Hardware profile-guided automatic page placement for ccNUMA systems

  • Authors:
  • Jaydeep Marathe;Frank Mueller

  • Affiliations:
  • North Carolina State University, Raleigh, NC;North Carolina State University, Raleigh, NC

  • Venue:
  • Proceedings of the eleventh ACM SIGPLAN symposium on Principles and practice of parallel programming
  • Year:
  • 2006

Quantified Score

Hi-index 0.00

Visualization

Abstract

Cache coherent non-uniform memory architectures (ccNUMA) constitute an important class of high-performance computing plat-forms. Contemporary ccNUMA systems, such as the SGI Altix, have a large number of nodes, where each node consists of a small number of processors and a fixed amount of physical memory. All processors in the system access the same global virtual address space but the physical memory is distributed across nodes, and coherence is maintained using hardware mechanisms. Accesses to local physical memory (on the same node as the requesting processor) results in lower latencies than accesses to remote memory (on a different node). Since many scientific programs are memory-bound, an intelligent page-placement policy that allocates pages closer to the requesting processor can significantly reduce number of cycles required to access memory. We show that such a policy can lead to significant savings in wall-clock execution time.In this paper, we introduce a novel hardware-assisted page placement scheme based on automated profiling. The placement scheme allocates pages near processors that most frequently access that page.

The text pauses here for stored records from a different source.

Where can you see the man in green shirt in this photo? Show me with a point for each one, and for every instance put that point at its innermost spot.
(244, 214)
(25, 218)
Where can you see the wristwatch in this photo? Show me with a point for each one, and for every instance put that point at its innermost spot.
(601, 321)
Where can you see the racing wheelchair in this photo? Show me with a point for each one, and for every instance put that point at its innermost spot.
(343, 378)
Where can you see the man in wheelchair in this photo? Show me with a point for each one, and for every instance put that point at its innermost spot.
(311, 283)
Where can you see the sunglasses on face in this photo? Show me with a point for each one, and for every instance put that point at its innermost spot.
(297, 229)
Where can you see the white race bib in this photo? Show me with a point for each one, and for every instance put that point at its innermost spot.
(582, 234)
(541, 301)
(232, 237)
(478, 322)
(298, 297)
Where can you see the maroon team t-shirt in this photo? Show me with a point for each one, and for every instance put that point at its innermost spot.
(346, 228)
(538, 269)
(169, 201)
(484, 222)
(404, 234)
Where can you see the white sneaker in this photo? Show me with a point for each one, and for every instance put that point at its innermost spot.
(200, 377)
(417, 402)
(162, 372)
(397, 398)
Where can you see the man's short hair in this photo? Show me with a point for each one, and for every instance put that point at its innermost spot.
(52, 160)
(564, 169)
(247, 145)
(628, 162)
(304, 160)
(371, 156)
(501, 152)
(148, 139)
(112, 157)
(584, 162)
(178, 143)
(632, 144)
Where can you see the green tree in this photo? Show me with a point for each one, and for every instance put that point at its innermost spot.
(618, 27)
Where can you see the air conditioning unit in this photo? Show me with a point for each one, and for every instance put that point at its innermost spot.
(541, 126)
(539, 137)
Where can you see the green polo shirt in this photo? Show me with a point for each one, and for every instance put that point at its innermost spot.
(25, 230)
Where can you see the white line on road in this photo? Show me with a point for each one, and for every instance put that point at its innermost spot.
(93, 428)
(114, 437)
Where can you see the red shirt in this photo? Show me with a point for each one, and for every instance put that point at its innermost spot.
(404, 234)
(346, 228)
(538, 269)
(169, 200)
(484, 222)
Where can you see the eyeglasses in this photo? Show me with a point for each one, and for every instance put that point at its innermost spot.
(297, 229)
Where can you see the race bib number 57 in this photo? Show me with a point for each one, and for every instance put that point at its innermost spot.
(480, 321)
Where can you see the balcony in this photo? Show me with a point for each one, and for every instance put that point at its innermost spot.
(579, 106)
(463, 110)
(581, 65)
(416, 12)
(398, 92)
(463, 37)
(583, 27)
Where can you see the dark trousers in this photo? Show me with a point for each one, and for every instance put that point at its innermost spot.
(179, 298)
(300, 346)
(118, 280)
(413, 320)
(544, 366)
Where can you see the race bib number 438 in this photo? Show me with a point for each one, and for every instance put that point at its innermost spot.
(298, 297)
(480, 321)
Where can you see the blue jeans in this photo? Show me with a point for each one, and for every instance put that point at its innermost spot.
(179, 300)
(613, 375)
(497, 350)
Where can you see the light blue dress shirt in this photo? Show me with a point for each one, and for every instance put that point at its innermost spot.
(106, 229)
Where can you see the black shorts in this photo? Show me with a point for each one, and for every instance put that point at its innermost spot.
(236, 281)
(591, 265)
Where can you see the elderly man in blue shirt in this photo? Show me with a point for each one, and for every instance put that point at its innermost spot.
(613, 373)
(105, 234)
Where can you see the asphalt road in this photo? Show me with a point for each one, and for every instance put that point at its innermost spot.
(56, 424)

The scheme leverages performance monitoring capabilities of contemporary microprocessors to efficiently extract an approximate trace of memory accesses. This information is used to decide page affinity, i.e., the node to which the page is bound. Our method operates entirely in user space, is widely automated, and handles not only static but also dynamic memory allocation.We evaluate our framework with a set of multi-threaded benchmarks from the NAS and SPEC OpenMP suites. We investigate the use of two different hardware profile sources with respect to the cost (e.g., time to trace, number of records in profile) vs. the accuracy of the profile and the corresponding savings in wall-clock execution time. We show that long-latency loads provide a better indicator for page placement than TLB misses.Our experiments show that our method can efficiently improve page placement, leading to an average wall-clock execution time saving of more than 20% for our benchmarks, with a one-time profiling overhead of 2.7% over the overall original program wallclock time. To the best of our knowledge, this is the first evaluation on a real machine of a completely user mode interrupt-driven profile-guided page placement scheme that requires no special compiler, operating system or network interconnect support.